This week featured some big news for social media brand managers and really head-scratching Tweets. Here are my favorite finds:
- Managing a brand’s Instagram became much easier. Hootsuite announced this week that the company will fully integrate Instagram into its social media management platform. Brand managers will be able to “schedule and publish Instagram content, monitor and engage with Instagram audiences and create team workflows,” according to Social Media Today. The logistics of managing a brand’s Instagram account has always been a source of headaches for PR people. This news solves most of those problems.
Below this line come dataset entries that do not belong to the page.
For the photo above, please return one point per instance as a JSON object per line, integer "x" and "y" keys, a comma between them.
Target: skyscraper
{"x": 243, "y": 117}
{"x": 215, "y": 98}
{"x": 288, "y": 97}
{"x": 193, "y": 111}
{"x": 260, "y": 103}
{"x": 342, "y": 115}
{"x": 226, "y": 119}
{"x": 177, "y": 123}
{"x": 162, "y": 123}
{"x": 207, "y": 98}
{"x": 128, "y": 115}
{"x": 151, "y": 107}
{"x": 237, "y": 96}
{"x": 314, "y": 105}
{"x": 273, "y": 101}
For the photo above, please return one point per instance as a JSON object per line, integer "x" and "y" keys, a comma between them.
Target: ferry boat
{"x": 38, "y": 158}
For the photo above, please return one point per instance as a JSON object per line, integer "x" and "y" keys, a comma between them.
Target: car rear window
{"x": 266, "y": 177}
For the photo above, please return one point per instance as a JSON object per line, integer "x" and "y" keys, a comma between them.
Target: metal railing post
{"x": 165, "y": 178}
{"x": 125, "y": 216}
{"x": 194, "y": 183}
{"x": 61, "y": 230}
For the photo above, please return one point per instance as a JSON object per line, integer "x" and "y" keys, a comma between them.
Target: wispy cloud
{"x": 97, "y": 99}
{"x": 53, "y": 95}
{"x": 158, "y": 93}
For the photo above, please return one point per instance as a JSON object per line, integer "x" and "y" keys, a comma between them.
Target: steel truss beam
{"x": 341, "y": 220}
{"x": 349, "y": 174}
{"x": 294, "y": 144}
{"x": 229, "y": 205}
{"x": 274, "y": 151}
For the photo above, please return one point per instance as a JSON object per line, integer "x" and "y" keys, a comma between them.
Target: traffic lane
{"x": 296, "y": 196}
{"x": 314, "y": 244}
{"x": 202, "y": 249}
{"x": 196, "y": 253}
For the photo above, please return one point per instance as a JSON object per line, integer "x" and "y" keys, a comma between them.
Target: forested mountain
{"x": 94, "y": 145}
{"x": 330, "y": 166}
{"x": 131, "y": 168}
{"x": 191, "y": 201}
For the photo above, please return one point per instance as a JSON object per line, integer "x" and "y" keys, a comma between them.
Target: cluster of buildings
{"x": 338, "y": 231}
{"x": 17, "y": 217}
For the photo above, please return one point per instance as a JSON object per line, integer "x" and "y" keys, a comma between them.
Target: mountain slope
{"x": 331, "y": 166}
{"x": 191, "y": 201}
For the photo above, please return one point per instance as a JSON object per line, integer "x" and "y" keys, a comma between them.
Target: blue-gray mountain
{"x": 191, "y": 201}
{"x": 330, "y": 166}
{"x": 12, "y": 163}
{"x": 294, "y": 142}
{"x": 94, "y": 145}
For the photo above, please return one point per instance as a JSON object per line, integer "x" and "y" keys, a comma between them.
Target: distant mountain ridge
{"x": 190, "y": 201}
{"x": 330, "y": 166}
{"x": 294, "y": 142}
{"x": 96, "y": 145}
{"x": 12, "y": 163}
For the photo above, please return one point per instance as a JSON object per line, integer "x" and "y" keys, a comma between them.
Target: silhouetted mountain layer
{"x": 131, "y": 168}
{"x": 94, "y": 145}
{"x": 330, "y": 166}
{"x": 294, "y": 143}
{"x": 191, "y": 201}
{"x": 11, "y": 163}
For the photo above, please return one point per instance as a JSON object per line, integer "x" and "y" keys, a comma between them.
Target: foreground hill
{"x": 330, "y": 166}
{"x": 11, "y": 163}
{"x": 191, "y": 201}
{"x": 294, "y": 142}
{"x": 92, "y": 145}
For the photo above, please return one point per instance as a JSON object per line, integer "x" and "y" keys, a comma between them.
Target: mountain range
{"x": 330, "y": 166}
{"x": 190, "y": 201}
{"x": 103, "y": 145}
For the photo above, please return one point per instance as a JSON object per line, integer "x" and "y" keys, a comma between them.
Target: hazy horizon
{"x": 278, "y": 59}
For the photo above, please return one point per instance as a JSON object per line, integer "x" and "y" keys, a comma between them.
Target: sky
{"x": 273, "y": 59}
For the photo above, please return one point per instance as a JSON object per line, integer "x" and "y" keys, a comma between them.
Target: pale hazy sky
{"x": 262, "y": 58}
- Yelp adding data on hospital wait times, quality. While Hootsuite may have just cured headaches, Yelp is surely causing a few in health systems across the country, with its announcement (h/t Mashable) that it will integrate ProPublica data into its pages health care facilities. The data includes, according to Mashable, ER wait times, patient satisfaction scores, the number of free beds available and any government fines for not meeting CMS standards. The information is compiled by ProPublica from their own research and the Centers for Medicare and Medicaid Services (CMS) for 4,600 hospitals, 15,000 nursing homes, and 6,300 dialysis clinics in the U.S. and will be updated quarterly.
- Facebook adding live video streaming for famous people. Facebook has added a new feature, simply called Live, that will allow celebrities to shoot live streaming video that will be broadcast to their followers’ news feeds. Dwayne "The Rock" Johnson, Serena Williams, Michael Buble and Martha Stewart all live streamed on Wednesday to promote the feature, according to Mashable. Live video has been the social media trend of 2015, and with this announcement, it appears unlikely Facebook will integrate with live-streaming apps Meerkat and Periscope. The company hasn’t announced if the feature will extend to users other than celebrities.
- NFL teams as tone-deaf as ever. The Minnesota Vikings promoted Family Day at their training camp with a picture of star running back Adrian Peterson kissing his son, and the Indianapolis Colts invited Twitter followers to bring unused or expired prescription drugs to Colts training camp for “safe disposal.” Both seemingly innocuous to the uninformed, but puzzling if you know about Peterson’s well-publicized child abuse case and Colts’ owner Jim Irsay’s struggles with drug abuse.